The remote server should choose an [SID](http://www.stack.nl/~jilles/irc/charybdis-oper-guide/configlines.htm) (one digit and two characters which can be digits or letters); these need to be unique across the peer network. (See the bottom of this page for the current list in our peer network.) This SID then goes into the `serverinfo` block of the remote server's `ircd.conf` file.
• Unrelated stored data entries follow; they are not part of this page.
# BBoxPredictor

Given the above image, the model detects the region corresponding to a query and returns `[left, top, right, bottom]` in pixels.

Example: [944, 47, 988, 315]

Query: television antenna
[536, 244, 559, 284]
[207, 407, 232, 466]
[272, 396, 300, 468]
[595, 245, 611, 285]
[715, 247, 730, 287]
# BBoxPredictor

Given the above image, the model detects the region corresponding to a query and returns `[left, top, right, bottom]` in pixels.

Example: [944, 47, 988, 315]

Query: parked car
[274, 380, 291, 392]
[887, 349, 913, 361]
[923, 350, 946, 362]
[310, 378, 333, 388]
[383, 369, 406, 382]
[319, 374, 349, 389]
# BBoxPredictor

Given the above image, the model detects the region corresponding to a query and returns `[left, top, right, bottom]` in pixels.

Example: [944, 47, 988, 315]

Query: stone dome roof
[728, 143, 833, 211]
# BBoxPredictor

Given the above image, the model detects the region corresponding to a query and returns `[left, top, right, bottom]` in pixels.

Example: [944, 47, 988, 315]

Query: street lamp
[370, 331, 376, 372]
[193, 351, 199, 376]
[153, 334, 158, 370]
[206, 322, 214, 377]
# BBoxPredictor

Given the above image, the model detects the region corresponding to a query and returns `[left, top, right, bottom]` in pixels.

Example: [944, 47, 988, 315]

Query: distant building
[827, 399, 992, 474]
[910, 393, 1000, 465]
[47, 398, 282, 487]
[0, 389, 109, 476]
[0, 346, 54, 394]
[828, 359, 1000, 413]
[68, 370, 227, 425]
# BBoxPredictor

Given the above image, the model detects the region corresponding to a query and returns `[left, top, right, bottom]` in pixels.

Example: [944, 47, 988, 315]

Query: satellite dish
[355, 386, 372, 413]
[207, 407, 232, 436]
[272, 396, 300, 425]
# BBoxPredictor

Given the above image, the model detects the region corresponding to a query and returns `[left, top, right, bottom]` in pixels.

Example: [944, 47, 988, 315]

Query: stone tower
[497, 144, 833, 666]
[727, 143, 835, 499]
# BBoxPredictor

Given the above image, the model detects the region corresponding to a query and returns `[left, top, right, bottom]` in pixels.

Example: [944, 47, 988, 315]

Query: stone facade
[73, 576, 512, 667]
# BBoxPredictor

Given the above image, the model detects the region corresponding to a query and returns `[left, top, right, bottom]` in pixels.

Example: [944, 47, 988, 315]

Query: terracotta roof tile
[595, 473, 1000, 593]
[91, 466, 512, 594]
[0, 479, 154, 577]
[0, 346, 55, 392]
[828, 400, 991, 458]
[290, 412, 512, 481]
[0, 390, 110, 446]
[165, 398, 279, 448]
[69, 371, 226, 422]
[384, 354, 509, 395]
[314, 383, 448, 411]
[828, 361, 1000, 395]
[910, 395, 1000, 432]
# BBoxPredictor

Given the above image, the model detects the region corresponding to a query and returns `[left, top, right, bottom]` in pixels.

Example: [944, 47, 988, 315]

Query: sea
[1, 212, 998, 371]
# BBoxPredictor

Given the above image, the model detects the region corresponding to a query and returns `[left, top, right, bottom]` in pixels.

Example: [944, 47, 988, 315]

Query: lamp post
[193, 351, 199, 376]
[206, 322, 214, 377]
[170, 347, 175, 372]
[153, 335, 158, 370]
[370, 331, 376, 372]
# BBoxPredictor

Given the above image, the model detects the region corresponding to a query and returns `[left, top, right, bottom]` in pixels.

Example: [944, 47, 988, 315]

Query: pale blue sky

The remote server must either be running a locally-caching DNS server (a la `dnsmasq`) or be using an authoritative DNS server that maps their tilde hostname (e.g., tilde.club) to whatever IP address their clients use to connect to their IRC server, since charybdis and its ancestors are DNS-bound for their resolution of who they are. (For most of the other tilde boxes, they're running a single server combining both shell and IRC services, and their users are connecting to IRC via localhost -- which means that when they peer with us, their local clients appear to be "whatever@127.0.0.1". We want to know the real host that clients are connected to.) So if the remote server is using `dnsmasq`, they need to map 127.0.0.1 to their tilde hostname (e.g., `127.0.0.1 other.tilde.host localhost` in their `/etc/hosts/` file).
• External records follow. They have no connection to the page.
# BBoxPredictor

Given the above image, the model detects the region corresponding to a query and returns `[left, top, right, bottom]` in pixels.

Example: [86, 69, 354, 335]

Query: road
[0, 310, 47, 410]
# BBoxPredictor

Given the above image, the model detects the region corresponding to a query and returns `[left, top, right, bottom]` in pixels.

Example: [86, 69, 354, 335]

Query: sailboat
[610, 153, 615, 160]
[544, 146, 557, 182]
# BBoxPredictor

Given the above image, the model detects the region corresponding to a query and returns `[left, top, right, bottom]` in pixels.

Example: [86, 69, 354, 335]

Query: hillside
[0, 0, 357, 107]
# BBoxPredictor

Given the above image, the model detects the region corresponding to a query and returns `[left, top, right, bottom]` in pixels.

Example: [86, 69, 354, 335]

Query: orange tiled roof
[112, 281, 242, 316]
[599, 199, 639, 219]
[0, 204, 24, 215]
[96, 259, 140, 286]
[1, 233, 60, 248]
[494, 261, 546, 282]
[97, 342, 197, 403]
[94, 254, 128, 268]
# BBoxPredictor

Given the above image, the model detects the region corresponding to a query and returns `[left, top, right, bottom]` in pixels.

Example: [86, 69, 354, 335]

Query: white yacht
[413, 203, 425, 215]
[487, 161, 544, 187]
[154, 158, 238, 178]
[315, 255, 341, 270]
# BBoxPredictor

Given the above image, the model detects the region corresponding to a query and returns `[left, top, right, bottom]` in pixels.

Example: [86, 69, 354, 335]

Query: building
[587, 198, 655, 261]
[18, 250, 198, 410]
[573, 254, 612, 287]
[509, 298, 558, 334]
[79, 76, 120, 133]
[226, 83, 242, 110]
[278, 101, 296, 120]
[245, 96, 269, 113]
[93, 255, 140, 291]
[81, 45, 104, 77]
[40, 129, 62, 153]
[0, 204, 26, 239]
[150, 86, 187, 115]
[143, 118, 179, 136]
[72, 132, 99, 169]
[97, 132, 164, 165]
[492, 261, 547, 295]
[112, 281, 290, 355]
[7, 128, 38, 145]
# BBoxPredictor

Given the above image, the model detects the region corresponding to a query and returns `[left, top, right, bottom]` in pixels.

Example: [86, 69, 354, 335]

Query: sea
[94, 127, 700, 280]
Finally, the remote server should be running an identd daemon (a la `oidentd`) on whatever host their clients have shell accounts on -- again, it's usually the same host. And again, this is because IRC is the one service out there that really, really tries to use identd to determine the non-spoofed username of the user connecting to it.
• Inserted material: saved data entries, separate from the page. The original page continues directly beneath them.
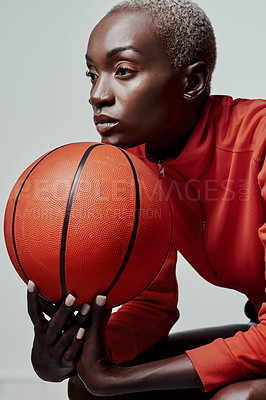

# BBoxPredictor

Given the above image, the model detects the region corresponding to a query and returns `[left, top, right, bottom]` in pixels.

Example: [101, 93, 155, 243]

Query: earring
[183, 93, 193, 99]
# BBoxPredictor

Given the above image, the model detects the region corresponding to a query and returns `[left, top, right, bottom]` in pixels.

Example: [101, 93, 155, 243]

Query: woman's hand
[77, 295, 121, 396]
[77, 295, 203, 397]
[27, 281, 90, 382]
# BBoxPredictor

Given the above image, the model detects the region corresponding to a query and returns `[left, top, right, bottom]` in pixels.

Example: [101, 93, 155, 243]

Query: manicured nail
[76, 327, 85, 340]
[27, 280, 35, 293]
[65, 294, 76, 307]
[96, 295, 107, 306]
[80, 303, 90, 316]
The main tilde.club IRC server needs to allow traffic from the remote server; this means that we need to allow traffic from the specific IP address toport `6697` (SSL connections).
There needs to be [a `connect` section](https://github.com/tildeclub/tilde.club/blob/master/docs/ircserver.md#connect-section) in the `ircd.conf` file for each remote server. See [the documentation for our server setup](https://github.com/tildeclub/tilde.club/blob/master/docs/ircserver.md#connect-section) for full information about how this is configured.
You should have the `/var/log/charybdis/serverinfo` log file enabled, and it's this file that will contain the pertinent information about the success or failure of server connections.